A medio camino entre lo indómito y lo cutre, entre lo apacible y lo desenfrenado, la noche del 23 al 24 en las playas de Valencia es una fiesta que apareció porque sí (como Halloween) y que parece haber llegado para quedarse. Para los moderados, una fiesta que se acaba cerca de la medianoche tras cenar y dar supuestos saltos de olas para conseguir supuestos beneficios mágicos. Para los que se comen el mundo, un maxi-botellón autorizado donde la sofisticación crece con el paso de los años. Las banderas azules de las dos playas convivían ayer con las de grupos organizados, ya fueran señuelos para encontrarse o banderas de algún país latinoamericano o de algún equipo de fútbol de ese lado del hemisferio sur. E igual había mesas con manteles de punto y señoras mayores jugando al parchís que grandes rectángulos de cartón a extender cual esterilla improvisada en aras de evitar el contacto, inevitable, con la arena.

Anoche se permitía todo en un recinto acotado por vallas y cinta plástica de Secopsa. Una separación entre bañistas con sombrilla y bañistas con nevera y leña. De la misma manera que en Pinedo se separa ahora a los dueños de canes del resto de consumidores de playa. En esa ancha faja de playa ayer también había permisividad para los canes, que se adentraron en las arenas sin demasiados problemas. En este particular valetudo festero, el listón se sube si hay ganas: primero se encendió una hoguera, pero la comida se llevaba en fiambrera. Luego se trajo la parrilla y se cocinaba in situ, aún con el riesgo de volcar y que el churrasco se llenara de arena. Y la sofisticación mayor ya es llevar la barbacoa de carbón y elaborar los manjares como si se estuviera en la parte trasera del chalet.

La venta de lateros tenía que sortear la amplia presencia policial. Sólo actuaban con tranquilidad los vendedores de mazorcas, muy propias de la zona y la época del año, con tarifa plana para todos los vendedores ambulantes „sin carteles de manipulación de alimentos a la vista„ de un euro y medio, que tiene un pase. Mucho más que el sablazo de dos euros por botella de agua fresca para aquel que no hubiese cargado con ella.

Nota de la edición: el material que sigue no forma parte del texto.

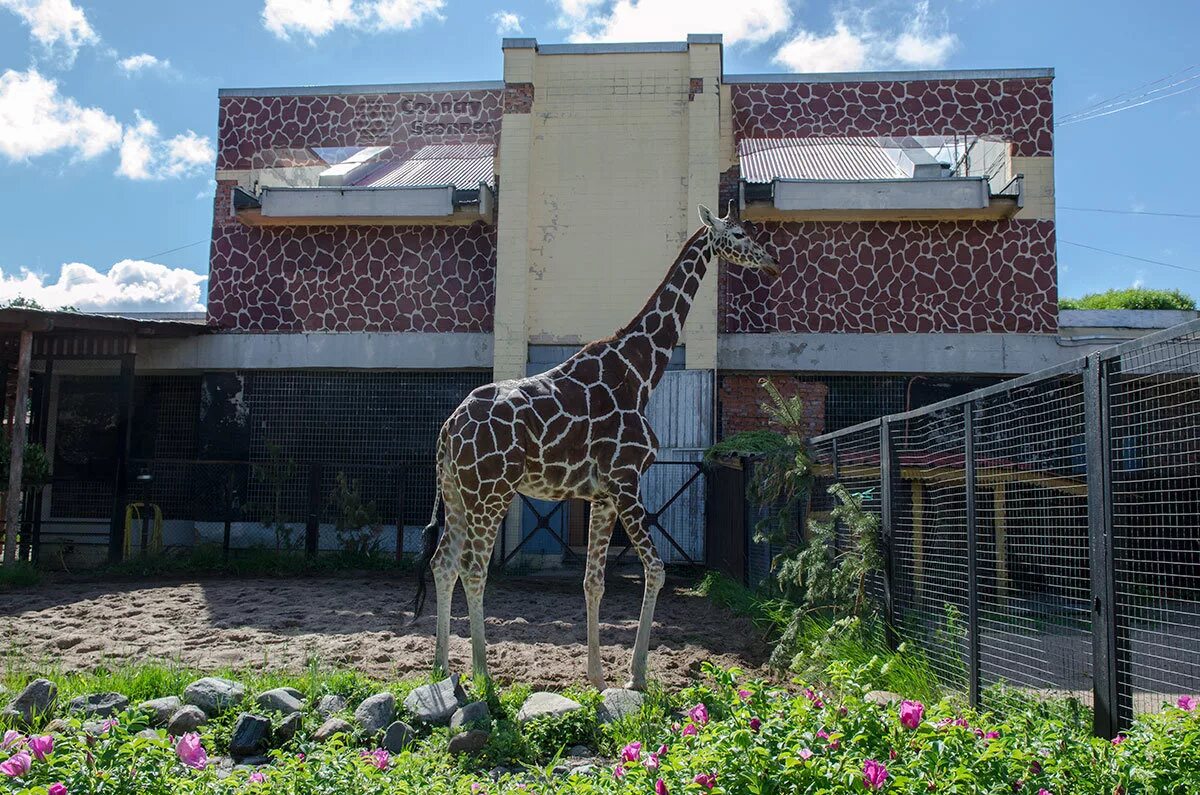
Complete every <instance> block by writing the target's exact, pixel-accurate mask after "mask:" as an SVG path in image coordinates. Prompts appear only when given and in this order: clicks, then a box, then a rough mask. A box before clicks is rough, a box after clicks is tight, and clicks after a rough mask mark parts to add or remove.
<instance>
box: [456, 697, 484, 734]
mask: <svg viewBox="0 0 1200 795" xmlns="http://www.w3.org/2000/svg"><path fill="white" fill-rule="evenodd" d="M491 728H492V712H491V710H488V709H487V701H472V703H470V704H468V705H467V706H464V707H462V709H460V710H458V711H456V712H455V713H454V716H452V717H451V718H450V729H451V731H457V730H460V729H491Z"/></svg>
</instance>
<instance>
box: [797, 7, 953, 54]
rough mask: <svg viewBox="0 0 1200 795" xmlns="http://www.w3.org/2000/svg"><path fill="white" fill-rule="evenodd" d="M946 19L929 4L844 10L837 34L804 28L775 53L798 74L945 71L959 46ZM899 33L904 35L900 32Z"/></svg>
mask: <svg viewBox="0 0 1200 795" xmlns="http://www.w3.org/2000/svg"><path fill="white" fill-rule="evenodd" d="M947 26H948V23H947V20H946V18H944V17H942V18H941V19H940V20H935V19H932V14H930V11H929V2H928V0H923V1H920V2H917V4H916V5H912V6H905V5H898V4H881V5H876V6H872V7H859V8H858V10H856V11H853V12H851V11H845V10H844V11H840V12H838V13H836V14H835V16H834V20H833V30H832V31H830V32H827V34H817V32H814V31H811V30H805V29H803V28H802V29H799V30H796V31H793V32H792V35H791V37H790V38H788V41H787V42H785V43H784V44H782V46H781V47H780V48H779V50H778V52H776V53H775V58H774V60H775V61H776V62H778V64H782V65H784V66H786V67H788V68H791V70H793V71H797V72H851V71H857V70H866V68H880V67H886V66H895V65H899V66H908V67H917V68H930V67H935V66H941V65H942V64H944V62H946V59H947V58H949V55H950V53H952V52H954V48H955V47H958V43H959V40H958V37H956V36H955V35H954V34H952V32H949V30H948V29H947ZM898 30H899V32H896V31H898Z"/></svg>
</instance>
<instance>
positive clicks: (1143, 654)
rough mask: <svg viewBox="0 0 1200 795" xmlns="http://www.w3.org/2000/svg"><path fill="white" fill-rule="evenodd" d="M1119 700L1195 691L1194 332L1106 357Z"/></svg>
mask: <svg viewBox="0 0 1200 795" xmlns="http://www.w3.org/2000/svg"><path fill="white" fill-rule="evenodd" d="M1108 391H1109V428H1110V436H1109V450H1110V455H1111V459H1110V460H1111V501H1110V506H1111V508H1110V509H1111V522H1112V560H1114V566H1112V568H1114V579H1115V591H1116V610H1115V617H1116V635H1117V644H1116V647H1117V680H1118V682H1120V687H1118V692H1117V700H1118V707H1120V712H1121V715H1122V717H1123V719H1124V721H1128V719H1129V718H1132V717H1133V715H1135V713H1139V712H1145V711H1148V710H1156V709H1159V707H1162V705H1163V704H1164V703H1171V704H1174V703H1175V701H1176V699H1177V698H1178V697H1180V695H1181V694H1195V693H1198V692H1200V331H1194V330H1193V331H1190V333H1188V334H1182V335H1178V336H1176V337H1174V339H1169V340H1165V341H1163V342H1159V343H1156V345H1152V346H1150V347H1142V348H1140V349H1134V351H1132V352H1128V353H1126V354H1123V355H1120V357H1118V358H1116V359H1112V360H1110V361H1109V363H1108Z"/></svg>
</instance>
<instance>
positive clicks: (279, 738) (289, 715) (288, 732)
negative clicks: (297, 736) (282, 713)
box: [274, 712, 304, 742]
mask: <svg viewBox="0 0 1200 795" xmlns="http://www.w3.org/2000/svg"><path fill="white" fill-rule="evenodd" d="M302 725H304V716H302V715H300V713H299V712H293V713H292V715H289V716H288V717H286V718H283V719H282V721H280V725H278V728H277V729H275V733H274V734H275V739H276V740H277V741H278V742H287V741H288V740H290V739H292V737H294V736H296V731H299V730H300V727H302Z"/></svg>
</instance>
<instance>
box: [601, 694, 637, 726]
mask: <svg viewBox="0 0 1200 795" xmlns="http://www.w3.org/2000/svg"><path fill="white" fill-rule="evenodd" d="M600 695H601V697H604V703H602V704H601V705H600V709H598V710H596V721H599V722H600V723H612V722H613V721H620V719H622V718H624V717H626V716H630V715H635V713H636V712H637V711H638V710H641V709H642V704H644V703H646V694H644V693H640V692H637V691H630V689H625V688H623V687H610V688H608V689H606V691H605V692H604V693H601V694H600Z"/></svg>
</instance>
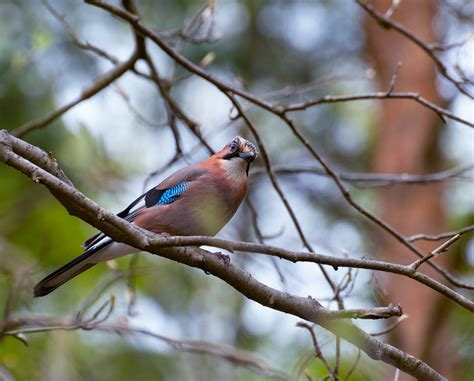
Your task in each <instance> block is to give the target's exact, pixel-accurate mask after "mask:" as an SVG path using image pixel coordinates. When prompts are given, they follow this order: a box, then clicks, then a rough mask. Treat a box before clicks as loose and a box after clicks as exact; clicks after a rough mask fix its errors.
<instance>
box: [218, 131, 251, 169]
mask: <svg viewBox="0 0 474 381" xmlns="http://www.w3.org/2000/svg"><path fill="white" fill-rule="evenodd" d="M220 154H221V155H220V156H221V158H222V159H223V160H245V161H246V162H247V163H251V162H252V161H254V160H255V159H256V158H257V156H258V150H257V148H256V147H255V145H254V144H253V143H251V142H249V141H248V140H246V139H244V138H243V137H241V136H236V137H235V138H234V139H232V140H231V141H230V142H229V143H227V144H226V145H225V147H224V148H223V149H222V150H221V152H220Z"/></svg>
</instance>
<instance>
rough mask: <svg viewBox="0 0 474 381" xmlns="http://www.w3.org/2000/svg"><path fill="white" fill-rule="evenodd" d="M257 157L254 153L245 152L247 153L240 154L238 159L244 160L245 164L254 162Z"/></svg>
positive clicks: (241, 153)
mask: <svg viewBox="0 0 474 381" xmlns="http://www.w3.org/2000/svg"><path fill="white" fill-rule="evenodd" d="M256 156H257V155H255V153H254V152H251V151H247V152H240V153H239V157H240V158H241V159H244V160H245V161H246V162H248V163H250V162H252V161H254V160H255V158H256Z"/></svg>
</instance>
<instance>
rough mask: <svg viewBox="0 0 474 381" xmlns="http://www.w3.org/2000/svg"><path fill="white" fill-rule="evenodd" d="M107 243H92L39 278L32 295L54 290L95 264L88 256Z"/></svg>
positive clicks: (43, 292)
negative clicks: (62, 266)
mask: <svg viewBox="0 0 474 381" xmlns="http://www.w3.org/2000/svg"><path fill="white" fill-rule="evenodd" d="M109 243H110V241H108V242H104V243H103V244H98V245H97V244H96V245H94V246H93V247H91V248H89V249H88V250H86V251H85V252H84V253H82V254H81V255H79V256H78V257H77V258H74V259H73V260H72V261H71V262H69V263H66V264H65V265H64V266H63V267H61V268H59V269H57V270H56V271H54V272H53V273H51V274H49V275H48V276H47V277H45V278H43V279H41V280H40V281H39V282H38V283H37V284H36V286H35V287H34V288H33V295H34V296H35V297H38V296H45V295H48V294H49V293H50V292H52V291H54V290H56V289H57V288H58V287H59V286H62V285H63V284H64V283H66V282H67V281H69V280H71V279H72V278H74V277H76V276H77V275H79V274H80V273H82V272H84V271H86V270H87V269H90V268H91V267H92V266H94V265H95V264H96V263H94V262H90V261H89V259H90V257H91V256H92V255H94V254H95V253H97V252H98V251H99V250H100V249H102V248H104V247H105V246H107V245H108V244H109Z"/></svg>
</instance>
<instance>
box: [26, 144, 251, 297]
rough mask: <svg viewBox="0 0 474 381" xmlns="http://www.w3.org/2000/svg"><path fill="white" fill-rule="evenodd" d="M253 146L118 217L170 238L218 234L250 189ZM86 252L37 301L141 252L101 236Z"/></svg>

Resulta curioso, pero si la ciudad tiende a alinearse de abajo a arriba „del Grao hacia la Malva-rosa„, las mareas humanas iban de arriba a abajo. Tanto que, por ejemplo, el grupo más numeroso, formado por tres escuelas de español para extranjeros „identificados para poder consumir por brazaletes„ optó por acampar cerca del hotel las Arenas. «Nos hemos bajado porque allí, el año pasado, las cosas se pusieron muy mal. Mucho borracho, peleas... aquí estamos mejor». Así se lo tuvieron que explicar también a la policía montada en quad, que fue a preguntar qué era esa concentración de más de cien personas, con su barra y sus bafles particulares. «Da la sensación de que incluso hay menos gente que el año pasado. Afortunadamente, todo va sin novedad» decía la concejal Sandra Gómez ya al filo de la medianoche.

La Policía Local no jugaba de farol cuando se anunciaba que se evitaría la entrada de madera con clavos. Parejas de policías hacían parar a aquellos que, en lugar de troncos, llevaban tablas. Sin inmutarse rompían precintos y no fueron pocos los obligados a deshacerse de sus listones. Otros optaron por buscar leña en las gasolineras. En las horas previas se había repartido leña de poda, donde los primeros de la fila se llevaban troncos de tamaño medio y quedaba para lo último grandes piezas que ni con toneladas de papel arderían con gracia.

La fiesta de San Juan, o de lo que sea, se ha convertido también en un particular reto para los servicios municipales, que parecen rivalizar en eficiencia. Los empleados de Secopsa ya sudaban a última hora de la tarde retirando con rapidez las vallas y las lascas de madera del reparto de leña. Todavía les quedaba, de madrugada, la limpieza a fondo de las arenas. La Policía Local, ya queda dicho, ayudando a controlar desmanes y excesos y si no estaba la Cruz Roja para lo inevitable. Los voluntarios igual eran de Protección Civil que repartidores de incentivos: si devuelves residuos, te puede tocar una bicicleta. Aún bien entrada la noche quedaba espacio para aparcar en la explanada del final de Doctor Lluch, donde los gorrillas también hacían el agosto. La ciudad se había blindado en dirección este para no colapsarse.